This blog comes to us from Stefan Roots, blogger at Chester Matters blog, about the farming methods of Natania Schaumburg, farmer at the Ruth Bennett Farm in Chester, PA, inspired by her trip to Cuba.
(Chester, PA–June 11, 2019)—In preparation for the Bennett Community Farm’s upcoming season, the Chester Housing Authority decided to look south for inspiration and found it in Cuba, a nation where an increasing proportion of the agricultural production takes place in cities.
Natania Schaumburg, who manages CHA’s two-acre farm, spent nearly two weeks in the Caribbean country this past winter to learn more about the farmers’ small-scale, organic farming methods and food sovereignty (the right to healthy and culturally appropriate food) efforts, and apply some of the methods to Chester’s largest source for homegrown fresh, healthy food.
The techniques I learned about in Cuba will further our goals of producing the highest quality, nutrient dense produce without the use of chemicals,” said Schaumburg. “Some of the growing methods I saw while there inspired me to creatively use space that is otherwise unfit for growing.”
While in Cuba, Schaumburg visited 10 farms, ranging from small family farms with five to six employees to 25-plus acre farms with more than 150 employees.

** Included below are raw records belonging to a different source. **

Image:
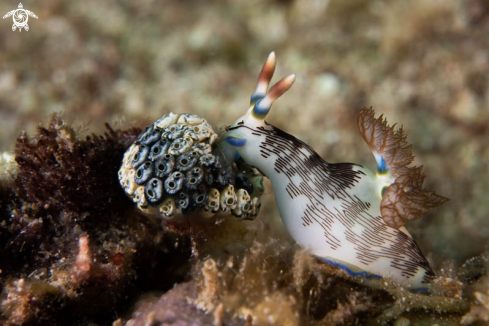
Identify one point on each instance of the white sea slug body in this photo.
(332, 209)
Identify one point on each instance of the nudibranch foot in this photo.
(173, 170)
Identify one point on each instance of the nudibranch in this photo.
(174, 170)
(337, 210)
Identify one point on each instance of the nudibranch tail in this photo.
(403, 196)
(264, 78)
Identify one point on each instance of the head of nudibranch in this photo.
(239, 136)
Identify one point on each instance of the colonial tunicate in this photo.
(173, 169)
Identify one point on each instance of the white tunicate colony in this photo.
(171, 171)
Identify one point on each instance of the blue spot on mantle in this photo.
(382, 167)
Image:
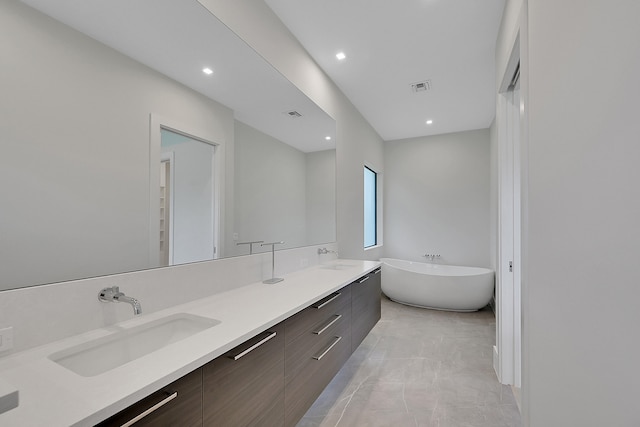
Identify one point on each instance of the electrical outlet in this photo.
(6, 339)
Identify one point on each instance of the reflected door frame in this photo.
(156, 124)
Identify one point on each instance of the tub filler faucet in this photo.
(113, 294)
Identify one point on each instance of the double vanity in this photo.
(256, 355)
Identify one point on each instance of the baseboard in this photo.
(517, 393)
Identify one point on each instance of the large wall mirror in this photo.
(120, 154)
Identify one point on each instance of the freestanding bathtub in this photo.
(441, 287)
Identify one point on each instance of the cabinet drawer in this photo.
(179, 403)
(245, 386)
(302, 352)
(309, 374)
(301, 323)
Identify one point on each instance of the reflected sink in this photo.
(337, 265)
(106, 353)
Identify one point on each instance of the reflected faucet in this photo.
(250, 245)
(322, 251)
(431, 256)
(273, 279)
(113, 294)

She learned how Cuban farmers creatively work with different spaces of land, whether it be with “organoponicos” (city gardens with raised beds), “backyard gardens” (an individually maintained plot for personal consumption only), or intensely terraced hillsides, which help prevent soil erosion and direct storm water.

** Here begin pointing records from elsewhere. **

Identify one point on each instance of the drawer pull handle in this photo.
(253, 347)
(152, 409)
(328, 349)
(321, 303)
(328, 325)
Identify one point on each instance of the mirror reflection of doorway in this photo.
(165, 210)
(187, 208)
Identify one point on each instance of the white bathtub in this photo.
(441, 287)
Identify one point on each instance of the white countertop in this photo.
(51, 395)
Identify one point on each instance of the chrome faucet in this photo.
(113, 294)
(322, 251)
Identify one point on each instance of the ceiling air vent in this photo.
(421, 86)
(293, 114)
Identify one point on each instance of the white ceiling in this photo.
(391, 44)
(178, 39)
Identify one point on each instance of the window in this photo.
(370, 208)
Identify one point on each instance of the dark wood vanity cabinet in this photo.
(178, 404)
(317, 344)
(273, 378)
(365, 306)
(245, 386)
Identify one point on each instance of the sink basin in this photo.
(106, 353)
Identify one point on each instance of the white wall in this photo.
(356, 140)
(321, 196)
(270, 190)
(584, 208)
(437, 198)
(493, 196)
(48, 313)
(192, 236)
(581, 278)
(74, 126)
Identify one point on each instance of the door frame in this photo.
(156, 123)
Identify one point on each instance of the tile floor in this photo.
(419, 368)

Seeing the terraced hillsides has given me inspiration for further plantings on the hillside at the Ruth Bennett Community Farm,” said Schaumburg. “I’d love to one day have a productive fruit orchard on the hillside utilizing some of the methods I saw.”
She was reminded of the benefits of intercropping, which involves planting beneficial plants alongside other main crops to deter harmful insects while attracting pollinators, and is excited to implement that method into the farm.
While some of the Cuban farmers’ methods were so drastically different than those used at the Bennett Farm—such as the fact that many farms use oxen to plow soil—Schaumburg commented that their philosophy was the same as the Bennett’s: Chemical-free produce is key to healthy bodies and healthy land.
That has been the guiding philosophy since the start of the Bennett Farm more than a decade ago—to give Chester residents access to fresh produce so they could lead healthier lives.
The first few years we had our fingers crossed hoping that our small community garden would survive,” said Steven Fischer, CHA Executive Director. “Once it survived those early years, we were able to expand it and bring in people like Natania who are sophisticated in urban farming. We make investments like the Cuba educational training trip to ensure this is a well thought out effort that has a course for the future.”
The Bennett Farm has been on a consistent year-over-year growth pattern, engaging more long-term funders and finding ways to be self-sufficient, such as selling the produce. This summer, CHA will run a weekly farm stand on Thursdays from June 6 through the end of October, supplying The Food Trust’s “Food Bucks” to customers who shop at the market and accepting EBT/ACCESS and WIC/Senior Farmers Market Nutrition Program (SFMNP) vouchers.